Ladies and gentlemen, I give you,
The Guide to 2009: Lessons Learned From 2008
- You don't appreciate the 1:41 AM train until it's gone.
- Getting an early start on Sunday to drive home from the beach is a smart plan in theory, but fails in practice, because EVERYBODY gets an early start on Sunday to drive home from the beach.
- Hockey games are actually fun to attend.
- You can get anyone to sing with a private karaoke room.
- Getting a tattoo IS as painful as it looks.
- If you are desperate at the end of the night, say "Yo, does anyone want to make out?" to a group of girls. It has a 100% success rate so far.
- When attending a wedding, don't bring someone you have to babysit. Bring someone you know will have a good time. Bonus points if they are hot.
- Play poker very conservatively in the casinos. The other players will get pissed and throw away all of their money trying to make you fold on good hands.
- The difference between a restaurant "fee" and "gratuity" added for large parties is not worth arguing over. It can end friendships.
- The difference between "crayon" and "cran" IS worth arguing over. It can strengthen friendships.
- Don't miss Newark Penn Station when taking the last train home. Bad things happen to good people.
- Mistletoe-on-a-stick has great potential, and if mass produced, would make literally hundreds of dollars.
- Copper wind spinners don't work when hanging from an attic ceiling.
- Girls find you more attactive when you dress like a guido.
- NEVER, under any circumstances, do Teach For America. It's worse than boot camp.
- Don't wait another 15 years to go to Medieval Times.
- Boyfriends are like assholes.
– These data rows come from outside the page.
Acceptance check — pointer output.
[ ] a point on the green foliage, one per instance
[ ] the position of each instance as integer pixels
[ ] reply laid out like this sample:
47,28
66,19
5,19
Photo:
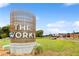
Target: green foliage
4,31
4,35
69,47
38,49
39,33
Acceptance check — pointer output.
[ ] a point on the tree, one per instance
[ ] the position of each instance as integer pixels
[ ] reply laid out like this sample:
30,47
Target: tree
5,29
39,33
0,32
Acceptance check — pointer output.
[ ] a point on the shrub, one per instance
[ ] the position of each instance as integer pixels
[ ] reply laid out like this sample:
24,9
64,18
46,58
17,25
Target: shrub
38,49
3,35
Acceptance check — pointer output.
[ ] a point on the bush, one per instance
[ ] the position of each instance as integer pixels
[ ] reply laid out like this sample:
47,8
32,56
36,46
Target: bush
3,35
38,50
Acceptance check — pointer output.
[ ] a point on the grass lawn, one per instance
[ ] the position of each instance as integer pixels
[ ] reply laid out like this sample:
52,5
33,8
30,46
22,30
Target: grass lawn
63,47
57,47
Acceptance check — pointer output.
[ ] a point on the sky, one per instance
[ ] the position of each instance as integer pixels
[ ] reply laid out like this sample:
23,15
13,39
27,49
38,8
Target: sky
50,17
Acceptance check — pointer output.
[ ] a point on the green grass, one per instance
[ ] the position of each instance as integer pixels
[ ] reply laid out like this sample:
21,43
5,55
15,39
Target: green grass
66,47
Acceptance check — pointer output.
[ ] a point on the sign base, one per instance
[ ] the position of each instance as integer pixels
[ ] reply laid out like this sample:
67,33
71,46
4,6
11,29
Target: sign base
22,48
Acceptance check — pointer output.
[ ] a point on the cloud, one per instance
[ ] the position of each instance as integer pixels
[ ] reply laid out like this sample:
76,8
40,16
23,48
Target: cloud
3,4
69,4
60,27
57,27
76,25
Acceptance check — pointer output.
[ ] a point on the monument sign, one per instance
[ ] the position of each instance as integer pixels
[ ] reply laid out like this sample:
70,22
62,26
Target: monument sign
22,31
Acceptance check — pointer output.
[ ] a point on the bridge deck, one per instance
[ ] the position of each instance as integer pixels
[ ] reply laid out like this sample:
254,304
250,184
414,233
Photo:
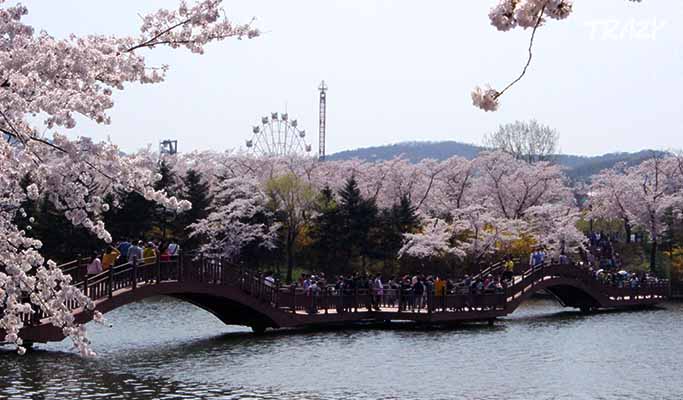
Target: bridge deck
238,296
Every girl has one. Especially the really awesome girls who have 2 (one being their boyfriend).
- Virginia Tech > Boston College
- Joshua Tree gets way too crowded, but I will still continue to go there.
- and finally, Don't take taxis home from NYC that lack GPS capabilities.
1 comment:
hahahaha... i love it.
p.s. we took joann to medieval times tonight for her bachelorette party. no joke.